A new report from the World Economic Forum identifies 31 proven practices to help companies achieve a "triple supply chain advantage" of increased revenue, a reduction in supply chain cost and added brand value.
The practices also help companies shrink their carbon footprint and contribute to local development, including the health, welfare and working conditions of the communities in which they operate.
Beyond Supply Chains – Empowering Value Chains reveals that companies included in the analysis have improved their competiveness through increases in revenue (5%-20%), a reduction in supply chain costs (9%-16%) and a boost in brand value (15%-30%). Their operational risks were also reduced. The practices, which span product design, sourcing, production and distribution through to the end of the product lifecycle, can help companies shrink their carbon footprints by 13% to 22%.
The report, written in collaboration with Accenture, outlines 31 practices that can help companies realize the “triple supply chain advantages” were identified through interviews with 25 corporations – including Nestlé, SAB Miller and UPS – non-government organizations and other sustainability experts.
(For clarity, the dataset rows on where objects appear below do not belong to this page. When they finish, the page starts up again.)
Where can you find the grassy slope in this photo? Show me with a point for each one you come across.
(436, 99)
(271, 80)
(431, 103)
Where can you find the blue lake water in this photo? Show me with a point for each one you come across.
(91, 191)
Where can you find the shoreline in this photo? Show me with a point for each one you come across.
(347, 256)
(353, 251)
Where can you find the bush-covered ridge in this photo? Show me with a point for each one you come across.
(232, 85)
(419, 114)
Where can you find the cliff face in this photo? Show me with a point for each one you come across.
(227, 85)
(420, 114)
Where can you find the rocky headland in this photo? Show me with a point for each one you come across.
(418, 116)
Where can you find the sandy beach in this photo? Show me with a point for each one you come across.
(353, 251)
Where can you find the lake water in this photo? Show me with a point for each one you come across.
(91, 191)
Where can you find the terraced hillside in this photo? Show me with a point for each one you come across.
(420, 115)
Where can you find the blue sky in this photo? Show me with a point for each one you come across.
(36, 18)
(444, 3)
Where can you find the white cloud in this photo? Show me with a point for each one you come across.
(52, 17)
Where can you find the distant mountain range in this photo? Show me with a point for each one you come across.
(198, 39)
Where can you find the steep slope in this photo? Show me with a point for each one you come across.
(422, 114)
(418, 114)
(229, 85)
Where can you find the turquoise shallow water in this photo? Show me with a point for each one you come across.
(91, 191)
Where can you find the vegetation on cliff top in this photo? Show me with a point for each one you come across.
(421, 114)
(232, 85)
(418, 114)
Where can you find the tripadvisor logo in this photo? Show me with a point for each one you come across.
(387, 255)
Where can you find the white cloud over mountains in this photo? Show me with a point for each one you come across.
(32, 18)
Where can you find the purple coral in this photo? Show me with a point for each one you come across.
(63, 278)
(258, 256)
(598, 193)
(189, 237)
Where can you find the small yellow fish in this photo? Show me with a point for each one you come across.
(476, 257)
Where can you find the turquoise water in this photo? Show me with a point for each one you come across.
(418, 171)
“Part of the difficulty to date has been the decision-making process itself as it relates to sustainability,” said Wolfgang Lehmacher, Head of Supply Chain and Transport, Mobility Industries, World Economic Forum. “Our hope is that this report will empower companies to act now and place an emphasis on the maintenance and creation of responsible supply chains.”
SABMiller’s brand, Eagle beer, produced by Nile Breweries Uganda, is one example of how local sourcing can help gain advantage for communities. In 2001, SABMiller decided to launch Eagle as a low-cost beer, and source the sorghum used in its production from local farmers. As part of their smallholder relationships, Nile Breweries committed to longer term contracts and price agreements. Over 20.000 farmers are now part of the supply chain for Eagle, and the brand represents more than 50% of Nile Breweries’ sales. For farmers, the success of Eagle means more stable income and access to medical care and funding to achieve their own growth goals
“We are committed to accelerating growth and social development in our value chain. We have hundreds of thousands of customers and suppliers that are small-scale businesses at the heart of their communities,” said Anna Swaithes, Head of Water and Food Security Policy at SABMiller. “Supporting them to prosper is a key part of our business strategy.
“Sustainability must become a higher priority in supply chain management, given the scarcity of natural resources, rising commodity prices and greater consumer expectations for responsible sourcing and production. Those who act now and capture the market opportunity of more sustainable supply chains can differentiate themselves and generate higher margins,” said Mark Pearson, Senior Managing Director, Accenture Strategy. “This is not about trade-offs; it is about behaving in a socially responsible way that can also deliver a competitive edge.”
In addition to outlining practices that others have successfully used, the report also offers guidelines executives can apply to evaluate the value-creation potential of their organizations’ supply chain practices and prioritize sustainability investments. It also provides guidance for businesses looking to engage in ethical commerce.
The World Economic Forum is an international institution committed to improving the state of the world through public-private cooperation in the spirit of global citizenship. It engages with business, political, academic and other leaders of society to shape global, regional and industry agendas.
Incorporated as a not-for-profit foundation in 1971 and headquartered in Geneva, Switzerland, the Forum is independent, impartial and not tied to any interests. It cooperates closely with all leading international organizations (www.weforum.org).